After incubation in (serum free or glucose free media), cells were washed twice in PBS, pH 7.2 and lysed at 4°C in 200 ml of lysis buffer containing  (30 mM HEPES pH 7.5, 140 mM NaCl, 5 mM EDTA, 0.5% Nonided P40, 0.5% Triton X-100, 1 mM PMSF and 10 μg/ml pepstatin  and 2.5 μg/ml aprotenin). Cell were lysed by disruption through          15-gauge syringe needle, cellular debris was removed by centrifugation at 10,000 x g for 10 min at 4°C. Protein concentration in the supernatant was determined by BCA protein assay (Pierce, Rockford, Illinois). Aliquots of 45 mg of total cell lysates were then separated on 10%   SDS-PAGE. Proteins were transferred to nitrocellulose membranes by BioRad dry electro-transfer blocking with 5% skim milk in TTBS (TBS with 0.05% Tween 20) Incubation with primary specific antibodies and horseradish peroxidase-conjugated secondary antibodies was performed in blocking solution according to the manufacturers’ instructions for 1 h at room temperature. Immunoreactive bands were visualized by SuperSignal West Pico Chemioluminescent substrate kit. Anti-b actin goat polyclonal antibody was used for equal loading confirmation. Optical density of protein bands were estimated by Image J software and then normalized to the density of corresponding bactin bands, and finally blotted as arbitrary units.

 

RESULTS

 

Autophagy induction by glucose starvation but not by serum deprivation

In the present study it was found that glucose starvation induced autophagy induction in HL60/ADR cells.
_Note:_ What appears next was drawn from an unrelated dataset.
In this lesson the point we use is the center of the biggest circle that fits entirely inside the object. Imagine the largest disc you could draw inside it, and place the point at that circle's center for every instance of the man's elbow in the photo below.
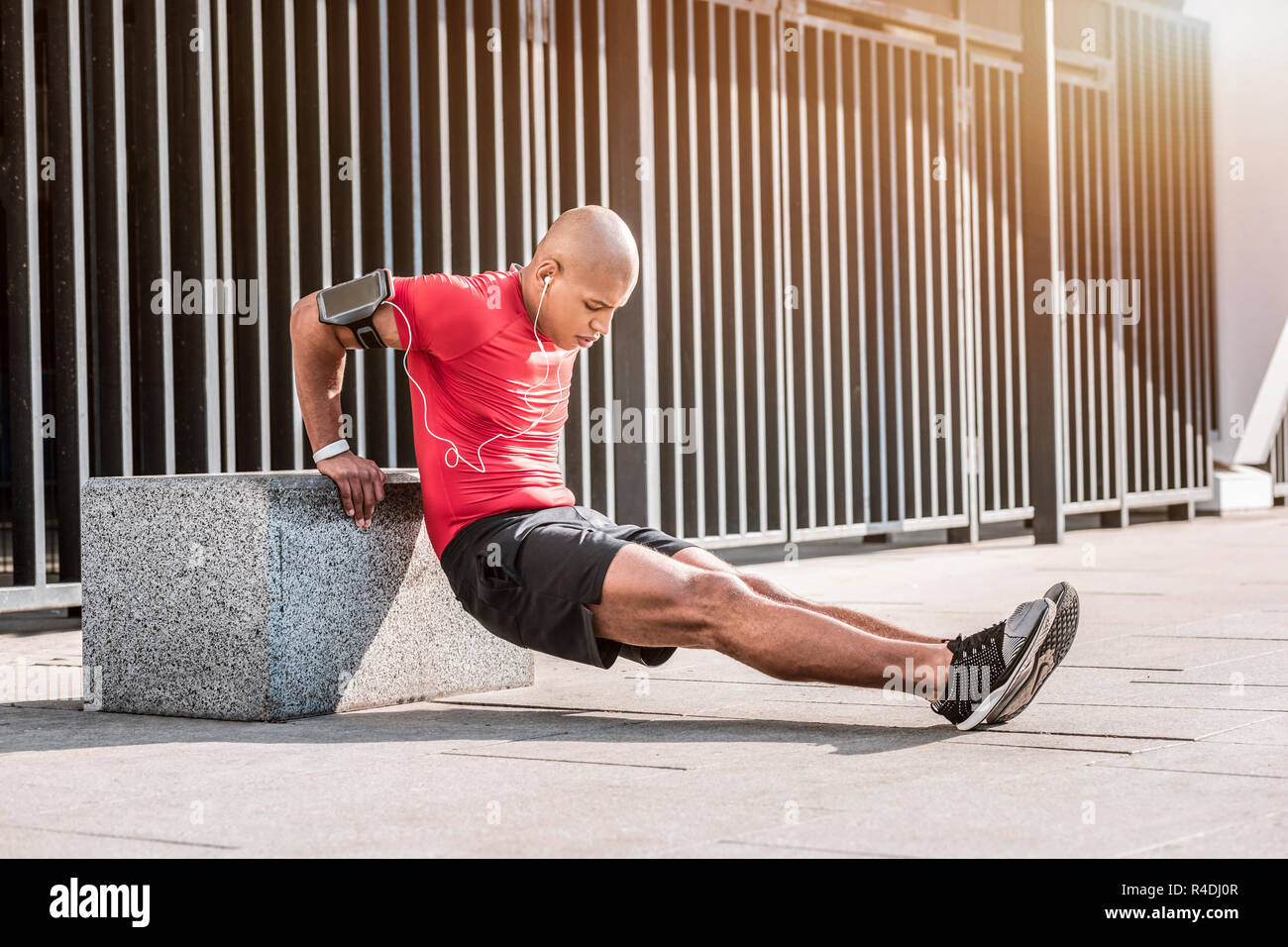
(304, 317)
Autophagy started after 2 hrs of glucose starvation and gradually increased over the time points, as indicated by the level of LC3II protein (Fig. 1A). In serum deprived cells, there was no detection of LC3II proteins, indicated that no autophagy induction. The percentage of LC3II/ LC3I reached almost 40% and 70% after 4 and 6 hrs of glucose starvation respectively      (Fig. 1B), whereas there were no detectable changes of this percentage in serum deprived cells.

 

 

 

 

 

 

 

 

 

 

 

 

 

Fig. 1: Induction of autophagy in glucose starved cells but not in serum deprived cells. After exposing cells to glucose free or serum free media for the indicated time points, cells were lysed and immunoblotting detection of the autophagy marker, LC3 protein was carried out, one out of two independent experiments is shown (A). Level of LC3I and II bands was estimated by measuring optical density of each band, and the percentage of LC3II/ LC3I was calculated, shown are means ±SE (B). β actin was used for confirmation of equal loaded protein concentrations.

 

Effective apoptotic cell death following autophagy induction

In many cell lines, autophagy was followed by apoptotic cell death after a relatively prolonged time of stress. Here, the apoptotic cell death was investigated in glucose and serum deprivation using caspase3 cleavage, BCL-1 and BAX protein representation. In glucose starved cells, caspase3 cleaved, active form was detected after 2 hrs of starvation and increased gradually over the time. The same result was obtained in serum deprived cells, but the level of active caspase3 was strongly reduced compared with its counterpart of glucose starved cells at the same time points (Fig. 2A). To confirm the effectiveness of autophagy for induction of apoptosis in the drug resistant and apoptosis resistant HL60/ADR, the levels of anti-apoptotic BCL-1 onchogene and          pro-apoptotic BAX protein were investigated. Glucose starvation induced an obvious down-regulation of BCL-1 and up-regulation of BAX over the time, whereas in serum deprivation there were almost no important changes of both proteins levels (Fig. 2A). Level of active caspase3 increased to 23 folds higher than its basic level after 6 hrs of glucose starvation compared with almost 8 folds increase in serum deprivation (Fig. 2B). BCL-1 was reduced to 3 folds lower than its basic level after 6 hrs and BAX was increased to almost 10 folds higher than its basic level in glucose starved cells (Figs. 2C, D). Taken together, autophagy induced by glucose starvation was able to induce effective apoptotic cell death in apoptosis resistant, multidrug resistant HL60/ADR.

 

 

 

Fig. 2: Glucose starvation induces apoptosis and controlling pro- and anti-apoptotic molecules. Immunoblots of casp.3, BCL-1 and BAX were carried out after cells exposure to glucose free and serum free media, one out of two independent experiments is shown (A). Levels of active casp3 (B) , BCL-1 (C) and BAX  (D) bands over time points were estimated by measuring optical density of each band and then normalized to the optical density of the corresponding β actin band, shown are means ±SE . β actin was used for confirmation of equal loaded protein concentrations.

 

Elevation of Cer level by glucose starvation:

After exposure to Glucose or serum free media for different time points, Cer level were measured by DGK assay. There was clearly indication for the increased level of Cer upon autophagy induction, and decreased level of Cer in serum deprivation (Fig. 3A). In glucose free medium, Cer level was increased gradually over time points till 4 hrs and then reached the basic level after 6 hrs. Interestingly, Cer level was decreased in serum free medium from till 2 hrs and then gradually reached the basic level (Fig. 3B).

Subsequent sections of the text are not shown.